For many expressions of courtesy, for example compliments, one must respond eagerly. The behavior of a Maghreb resident may be slightly different, if he has studied or lived in Europe. Practicing and non-practicing Muslims also differ. But we can always count on a cordial and warm welcome. Dress stylishly, wear jewelry, accept invitations to hearty meals, that go on for hours. We would offend the host, not wanting to taste delicious African dishes, which he will give us. If, on the other hand, we do not feel too sure, when sitting on a pillow we are to grab a piece of chicken or lamb with three fingers, we can freely ask for a fork. Custom dictates, if it is possible, reciprocate visits and invitations, but let's remember, that these first contacts do not need to be continued. In traditional homes, a woman does not show up at mealtimes, if, however, the guest is a woman, may, on his own initiative, visit the lady of the house in her room and say hello to her.

Muslims, even living outside the country, they strictly adhere to ramadan, who next to the prayers, alms and pilgrimage to Mecca is one of the duties of the faithful. For one month (variable and dependent on the calendar and moon phases) Muslims fast from sunrise until the moment, when the first star appears in the sky.

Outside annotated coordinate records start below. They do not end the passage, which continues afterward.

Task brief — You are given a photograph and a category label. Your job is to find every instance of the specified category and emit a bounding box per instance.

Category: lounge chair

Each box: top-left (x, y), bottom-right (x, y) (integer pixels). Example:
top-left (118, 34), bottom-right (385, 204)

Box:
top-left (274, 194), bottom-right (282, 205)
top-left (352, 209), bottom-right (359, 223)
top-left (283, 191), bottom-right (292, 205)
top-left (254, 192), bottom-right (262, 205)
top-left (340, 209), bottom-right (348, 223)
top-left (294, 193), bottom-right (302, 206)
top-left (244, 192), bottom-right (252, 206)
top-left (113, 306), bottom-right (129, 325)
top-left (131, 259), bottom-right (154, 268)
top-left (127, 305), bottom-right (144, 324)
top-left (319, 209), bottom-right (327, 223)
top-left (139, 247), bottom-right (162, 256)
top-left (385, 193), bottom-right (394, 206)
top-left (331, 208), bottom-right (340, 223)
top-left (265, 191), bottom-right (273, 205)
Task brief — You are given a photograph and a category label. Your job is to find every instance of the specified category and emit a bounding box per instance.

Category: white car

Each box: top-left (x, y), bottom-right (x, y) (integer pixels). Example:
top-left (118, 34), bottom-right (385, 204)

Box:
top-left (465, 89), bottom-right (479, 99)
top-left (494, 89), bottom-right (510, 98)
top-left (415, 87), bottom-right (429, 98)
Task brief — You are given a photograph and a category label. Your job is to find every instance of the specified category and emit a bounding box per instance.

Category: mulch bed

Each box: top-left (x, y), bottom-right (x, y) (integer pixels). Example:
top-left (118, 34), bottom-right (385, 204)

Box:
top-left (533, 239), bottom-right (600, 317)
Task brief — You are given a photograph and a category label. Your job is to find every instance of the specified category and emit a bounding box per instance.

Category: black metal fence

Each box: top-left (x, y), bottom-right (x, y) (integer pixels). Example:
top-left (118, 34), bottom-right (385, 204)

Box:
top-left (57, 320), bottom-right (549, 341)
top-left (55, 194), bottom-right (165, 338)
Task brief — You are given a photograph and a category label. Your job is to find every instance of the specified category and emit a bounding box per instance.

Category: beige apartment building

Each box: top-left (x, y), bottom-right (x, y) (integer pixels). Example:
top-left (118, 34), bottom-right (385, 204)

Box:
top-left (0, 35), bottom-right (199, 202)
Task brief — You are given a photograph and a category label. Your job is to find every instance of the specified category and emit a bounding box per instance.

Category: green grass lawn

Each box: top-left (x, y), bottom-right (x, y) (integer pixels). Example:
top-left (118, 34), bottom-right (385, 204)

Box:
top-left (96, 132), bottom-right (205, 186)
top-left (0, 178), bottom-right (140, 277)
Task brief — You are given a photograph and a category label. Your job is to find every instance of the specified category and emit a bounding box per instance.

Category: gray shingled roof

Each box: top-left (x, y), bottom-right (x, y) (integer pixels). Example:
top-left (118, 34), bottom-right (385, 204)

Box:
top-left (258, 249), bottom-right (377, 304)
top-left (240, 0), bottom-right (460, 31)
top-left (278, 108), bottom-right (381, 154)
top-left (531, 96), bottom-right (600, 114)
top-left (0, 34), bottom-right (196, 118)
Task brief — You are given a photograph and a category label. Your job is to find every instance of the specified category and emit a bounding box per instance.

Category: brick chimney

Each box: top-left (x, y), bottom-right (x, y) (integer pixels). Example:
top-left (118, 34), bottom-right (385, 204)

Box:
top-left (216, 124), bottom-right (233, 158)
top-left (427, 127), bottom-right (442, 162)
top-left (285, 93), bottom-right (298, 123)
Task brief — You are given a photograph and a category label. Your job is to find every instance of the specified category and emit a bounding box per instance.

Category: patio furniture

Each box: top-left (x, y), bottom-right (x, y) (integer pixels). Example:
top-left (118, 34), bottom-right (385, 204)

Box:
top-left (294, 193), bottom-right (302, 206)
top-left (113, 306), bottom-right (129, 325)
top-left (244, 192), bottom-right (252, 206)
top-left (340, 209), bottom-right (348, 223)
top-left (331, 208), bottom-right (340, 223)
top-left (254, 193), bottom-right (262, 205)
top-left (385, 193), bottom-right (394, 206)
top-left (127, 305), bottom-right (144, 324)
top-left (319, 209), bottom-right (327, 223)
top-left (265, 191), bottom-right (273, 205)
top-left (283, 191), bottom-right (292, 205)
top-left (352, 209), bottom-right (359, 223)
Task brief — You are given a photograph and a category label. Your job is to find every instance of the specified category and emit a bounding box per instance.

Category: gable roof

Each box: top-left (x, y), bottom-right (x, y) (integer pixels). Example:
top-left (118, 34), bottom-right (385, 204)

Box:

Good to remember, that just after dusk the restaurants will be crowded during this period, and take this into account when planning your day.

Tips are offered almost everywhere in the Maghreb. Small gifts are meant to testify, that the customer is satisfied, and their absence means, that he is not satisfied. However, one should not succumb to the crowds of children begging in the streets of the visited cities. If we don't feel very confident, we can ask the hotel management, to be one of the employees, which we will pay for the working day, he accompanied us in our expeditions. Such a "guide" will protect us from unpleasantness, and will also talk about his country in an unconventional way.

Bargaining is common in the Maghreb countries. It's a kind of game, which proves the customer's interest in the offered goods. So let's play this game, by accepting its rules. Nevertheless, a reasonable price should be offered (sometimes half the starting price), and judge by the merchant's reaction, how far can you go. Dexterity and intuition in bargaining are the basis for assessing the interlocutor's insight.